Greg Lowe, global head, Sustainability and Resilience at Aon, underscores the importance of properly safeguarding these critical assets – especially in the context of climate-related risk. “Resilience is about being prepared to deal with shocks.” Looking at infrastructure long-term, he states, is crucial and “cities are asking whether their infrastructure is fit for purpose over decades.”

In the case of airports, the ACI’s September 2018 policy brief warned that more extreme weather- and climate-related events “may lead to fundamental transformation of the socio-economic system.” For airports, “the risks of flooding, flight disruptions and cancellations become more likely.”

“Airports need to understand the risks and initiate adaptation measures for both existing and new infrastructure, as well as managing critical operations to become more resilient to the changing climate,” according to the ACI brief.

The ACI brief also encourages airport operators to examine all the potential impacts of extreme weather events on their facilities so they can prioritize and respond to the risks. “Only comprehensive climate-change risk-management strategies will ensure the continuity of operation, profitability and asset value,” the brief said.

Gary Moran, head of Aviation Asia at Aon, echoes the ACI’s advice, and thinks many airport operators are taking it to heart. “We are seeing more consideration to protect against flood damage and planning around storm drains around airports so that they are fit for purpose.”

We are seeing more consideration to protect against flood damage and planning around storm drains around airports so that they are fit for purpose.”
– Gary Moran, head of Aviation Asia at Aon
Tweet This

How Airports Are Increasing Resilience

As the exposures worsen over time, various airports are taking steps to address their flood risks. San Francisco airport officials have installed seawalls and are looking to take other steps to protect the airport, including a potential $383 million project that would include measures to help the facility defend itself against further rises in sea level by 2025.

Boston’s Logan International Airport has set a goal of becoming a national model for resilience planning and implementation among port authorities. Logan officials have set about understanding the potential impacts of climate change and taken steps to mitigate the risks. Risk mitigation steps undertaken so far include purchasing temporary flood barriers, raising electrical and mechanical equipment above forecasted flood levels, sealing and waterproofing openings and conduits, installing water sensors and pumps and installing systems to anchor temporary flood fences and flood barriers in emergencies.

Meanwhile, Changi Airport in Singapore has resurfaced its runways to provide better drainage and is building a new terminal at a higher level to protect against flooding as sea levels rise.

Brisbane Airport officials also are building higher, with a new runway built a meter higher than originally planned.

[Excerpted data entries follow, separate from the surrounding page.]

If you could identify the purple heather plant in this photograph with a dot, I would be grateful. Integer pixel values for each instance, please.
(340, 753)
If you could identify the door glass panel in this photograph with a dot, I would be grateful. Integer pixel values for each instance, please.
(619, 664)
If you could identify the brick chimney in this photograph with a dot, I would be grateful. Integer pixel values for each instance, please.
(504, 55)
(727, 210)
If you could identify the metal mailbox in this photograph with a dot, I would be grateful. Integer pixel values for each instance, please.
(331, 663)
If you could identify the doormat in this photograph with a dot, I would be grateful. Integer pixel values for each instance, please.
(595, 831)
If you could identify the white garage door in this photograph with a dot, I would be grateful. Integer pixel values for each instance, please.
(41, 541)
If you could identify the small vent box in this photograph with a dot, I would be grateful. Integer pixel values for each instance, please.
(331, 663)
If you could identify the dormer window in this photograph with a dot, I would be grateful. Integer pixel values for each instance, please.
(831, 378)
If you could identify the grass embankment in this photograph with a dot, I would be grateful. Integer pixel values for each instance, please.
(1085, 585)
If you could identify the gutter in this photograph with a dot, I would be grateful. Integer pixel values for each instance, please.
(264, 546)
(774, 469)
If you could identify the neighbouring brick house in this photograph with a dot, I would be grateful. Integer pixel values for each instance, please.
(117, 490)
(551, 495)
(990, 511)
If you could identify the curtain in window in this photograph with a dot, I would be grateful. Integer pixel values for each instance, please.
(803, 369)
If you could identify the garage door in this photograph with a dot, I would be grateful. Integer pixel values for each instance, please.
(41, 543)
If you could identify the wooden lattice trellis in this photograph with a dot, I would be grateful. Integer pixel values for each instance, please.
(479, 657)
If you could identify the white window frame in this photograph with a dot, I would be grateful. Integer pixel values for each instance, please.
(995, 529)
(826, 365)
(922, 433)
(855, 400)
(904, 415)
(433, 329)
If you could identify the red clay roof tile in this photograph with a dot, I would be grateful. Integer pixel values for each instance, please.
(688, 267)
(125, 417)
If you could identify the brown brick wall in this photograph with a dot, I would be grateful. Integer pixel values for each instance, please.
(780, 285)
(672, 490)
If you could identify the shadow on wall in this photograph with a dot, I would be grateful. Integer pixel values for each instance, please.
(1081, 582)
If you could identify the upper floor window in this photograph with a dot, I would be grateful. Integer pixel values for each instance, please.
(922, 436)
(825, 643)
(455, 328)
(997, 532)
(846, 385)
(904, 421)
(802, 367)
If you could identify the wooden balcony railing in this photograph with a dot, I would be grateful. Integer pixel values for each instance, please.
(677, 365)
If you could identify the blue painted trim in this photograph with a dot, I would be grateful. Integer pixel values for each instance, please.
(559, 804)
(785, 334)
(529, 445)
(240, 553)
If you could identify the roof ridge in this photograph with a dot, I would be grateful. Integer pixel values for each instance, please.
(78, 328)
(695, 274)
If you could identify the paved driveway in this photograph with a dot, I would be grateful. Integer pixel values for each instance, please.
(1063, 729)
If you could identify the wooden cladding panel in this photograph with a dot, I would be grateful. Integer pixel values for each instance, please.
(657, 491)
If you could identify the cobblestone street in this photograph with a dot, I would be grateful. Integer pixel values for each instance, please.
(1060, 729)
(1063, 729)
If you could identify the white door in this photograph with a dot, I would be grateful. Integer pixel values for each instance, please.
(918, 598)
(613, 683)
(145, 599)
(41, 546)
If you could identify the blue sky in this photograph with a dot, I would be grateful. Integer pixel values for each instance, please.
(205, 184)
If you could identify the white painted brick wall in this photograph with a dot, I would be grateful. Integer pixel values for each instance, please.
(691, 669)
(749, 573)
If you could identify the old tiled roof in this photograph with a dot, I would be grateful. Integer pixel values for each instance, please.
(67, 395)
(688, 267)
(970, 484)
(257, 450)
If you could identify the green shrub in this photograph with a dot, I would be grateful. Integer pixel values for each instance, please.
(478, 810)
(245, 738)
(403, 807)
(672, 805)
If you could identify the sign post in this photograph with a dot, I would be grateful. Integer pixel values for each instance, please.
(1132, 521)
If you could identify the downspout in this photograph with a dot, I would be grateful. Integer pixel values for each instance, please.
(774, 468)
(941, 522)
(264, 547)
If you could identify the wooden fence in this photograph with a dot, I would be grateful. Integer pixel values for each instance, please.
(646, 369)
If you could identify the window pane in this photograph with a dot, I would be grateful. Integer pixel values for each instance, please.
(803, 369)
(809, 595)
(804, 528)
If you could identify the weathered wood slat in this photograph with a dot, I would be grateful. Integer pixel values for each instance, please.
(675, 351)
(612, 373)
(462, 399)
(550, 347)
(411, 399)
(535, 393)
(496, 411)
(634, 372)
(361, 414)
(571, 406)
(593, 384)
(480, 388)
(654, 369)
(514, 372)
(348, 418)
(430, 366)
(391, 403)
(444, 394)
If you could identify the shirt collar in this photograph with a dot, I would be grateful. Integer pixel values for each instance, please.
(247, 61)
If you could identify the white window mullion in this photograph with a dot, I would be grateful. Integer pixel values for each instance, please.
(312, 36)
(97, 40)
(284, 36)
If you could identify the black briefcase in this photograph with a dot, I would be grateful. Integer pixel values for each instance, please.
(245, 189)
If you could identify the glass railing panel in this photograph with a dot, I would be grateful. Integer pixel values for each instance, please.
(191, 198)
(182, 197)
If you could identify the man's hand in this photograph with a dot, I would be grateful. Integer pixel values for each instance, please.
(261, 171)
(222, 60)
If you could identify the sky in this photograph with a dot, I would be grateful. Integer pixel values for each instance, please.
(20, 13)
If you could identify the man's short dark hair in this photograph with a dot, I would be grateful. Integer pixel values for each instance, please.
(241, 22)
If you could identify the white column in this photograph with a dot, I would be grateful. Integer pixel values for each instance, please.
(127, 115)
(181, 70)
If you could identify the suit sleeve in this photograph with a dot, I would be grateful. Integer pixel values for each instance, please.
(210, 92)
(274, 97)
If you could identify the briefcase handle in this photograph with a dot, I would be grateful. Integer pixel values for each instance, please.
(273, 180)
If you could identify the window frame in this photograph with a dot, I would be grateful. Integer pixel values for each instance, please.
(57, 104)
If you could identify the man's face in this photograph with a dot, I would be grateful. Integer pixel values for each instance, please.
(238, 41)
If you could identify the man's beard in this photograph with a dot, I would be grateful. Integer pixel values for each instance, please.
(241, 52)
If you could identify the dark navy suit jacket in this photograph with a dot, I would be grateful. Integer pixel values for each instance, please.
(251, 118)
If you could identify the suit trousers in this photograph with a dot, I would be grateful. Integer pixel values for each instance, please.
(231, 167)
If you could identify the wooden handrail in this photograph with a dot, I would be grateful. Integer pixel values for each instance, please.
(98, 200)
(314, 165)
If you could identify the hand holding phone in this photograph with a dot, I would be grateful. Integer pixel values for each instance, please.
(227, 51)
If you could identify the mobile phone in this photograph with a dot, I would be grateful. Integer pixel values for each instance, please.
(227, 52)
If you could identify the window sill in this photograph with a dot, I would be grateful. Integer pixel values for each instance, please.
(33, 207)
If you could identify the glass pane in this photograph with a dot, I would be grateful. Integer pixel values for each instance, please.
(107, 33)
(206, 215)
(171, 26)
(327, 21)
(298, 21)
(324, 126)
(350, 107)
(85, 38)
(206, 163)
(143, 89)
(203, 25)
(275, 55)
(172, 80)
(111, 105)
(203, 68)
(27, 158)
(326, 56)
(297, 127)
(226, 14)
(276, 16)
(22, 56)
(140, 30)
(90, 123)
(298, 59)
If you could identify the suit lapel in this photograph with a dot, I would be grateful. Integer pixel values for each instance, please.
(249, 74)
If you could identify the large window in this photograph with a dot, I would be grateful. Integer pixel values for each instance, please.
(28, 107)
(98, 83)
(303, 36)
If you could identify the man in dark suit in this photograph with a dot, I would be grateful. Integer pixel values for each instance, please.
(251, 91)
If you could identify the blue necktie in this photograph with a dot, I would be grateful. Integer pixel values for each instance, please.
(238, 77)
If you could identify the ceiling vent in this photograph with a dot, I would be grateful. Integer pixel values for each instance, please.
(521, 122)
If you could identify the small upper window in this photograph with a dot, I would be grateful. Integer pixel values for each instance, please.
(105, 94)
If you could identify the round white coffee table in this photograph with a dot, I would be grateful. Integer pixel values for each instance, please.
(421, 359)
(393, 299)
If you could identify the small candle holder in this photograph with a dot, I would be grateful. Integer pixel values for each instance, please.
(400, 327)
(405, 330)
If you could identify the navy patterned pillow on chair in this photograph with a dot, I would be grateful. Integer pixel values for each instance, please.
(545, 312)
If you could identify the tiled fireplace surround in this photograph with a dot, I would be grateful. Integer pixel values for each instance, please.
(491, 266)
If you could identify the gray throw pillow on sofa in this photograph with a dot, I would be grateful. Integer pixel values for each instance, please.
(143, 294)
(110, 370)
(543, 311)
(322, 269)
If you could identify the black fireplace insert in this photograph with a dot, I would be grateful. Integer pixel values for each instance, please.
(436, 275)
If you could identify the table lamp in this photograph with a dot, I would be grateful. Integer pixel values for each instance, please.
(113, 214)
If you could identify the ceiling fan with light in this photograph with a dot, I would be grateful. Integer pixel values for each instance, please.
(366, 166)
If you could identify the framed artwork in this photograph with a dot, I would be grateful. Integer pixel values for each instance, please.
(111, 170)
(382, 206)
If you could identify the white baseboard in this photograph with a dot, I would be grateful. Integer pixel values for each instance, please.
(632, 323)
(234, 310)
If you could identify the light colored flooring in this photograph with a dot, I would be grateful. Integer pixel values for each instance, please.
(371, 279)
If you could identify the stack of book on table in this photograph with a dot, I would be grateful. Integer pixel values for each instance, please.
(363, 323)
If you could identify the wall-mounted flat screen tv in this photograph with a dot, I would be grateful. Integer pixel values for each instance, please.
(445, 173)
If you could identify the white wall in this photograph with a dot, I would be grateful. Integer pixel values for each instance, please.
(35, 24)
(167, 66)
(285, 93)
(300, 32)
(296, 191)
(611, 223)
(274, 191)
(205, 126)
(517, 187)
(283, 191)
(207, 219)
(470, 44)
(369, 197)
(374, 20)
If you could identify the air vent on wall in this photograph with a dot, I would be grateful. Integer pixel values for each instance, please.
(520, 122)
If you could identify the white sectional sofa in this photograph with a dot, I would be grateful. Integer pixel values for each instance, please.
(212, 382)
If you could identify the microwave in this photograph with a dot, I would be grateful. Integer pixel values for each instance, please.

Meanwhile a higher seawall and better drainage to address higher sea levels are also being planned.

Building Storm Resilience

Airports are a critical part of our modern infrastructure, essential to linking people and businesses around the world. Events that disrupt activities at a major airport can have a significant economic impact.

As low-lying airports recognize the risks associated with climate change and rising sea levels, it is critical that they begin to build resilience to storm surges and flooding. As they do so, they may well provide lessons to officials elsewhere who are looking to protect other forms of vital infrastructure from storms and other natural perils.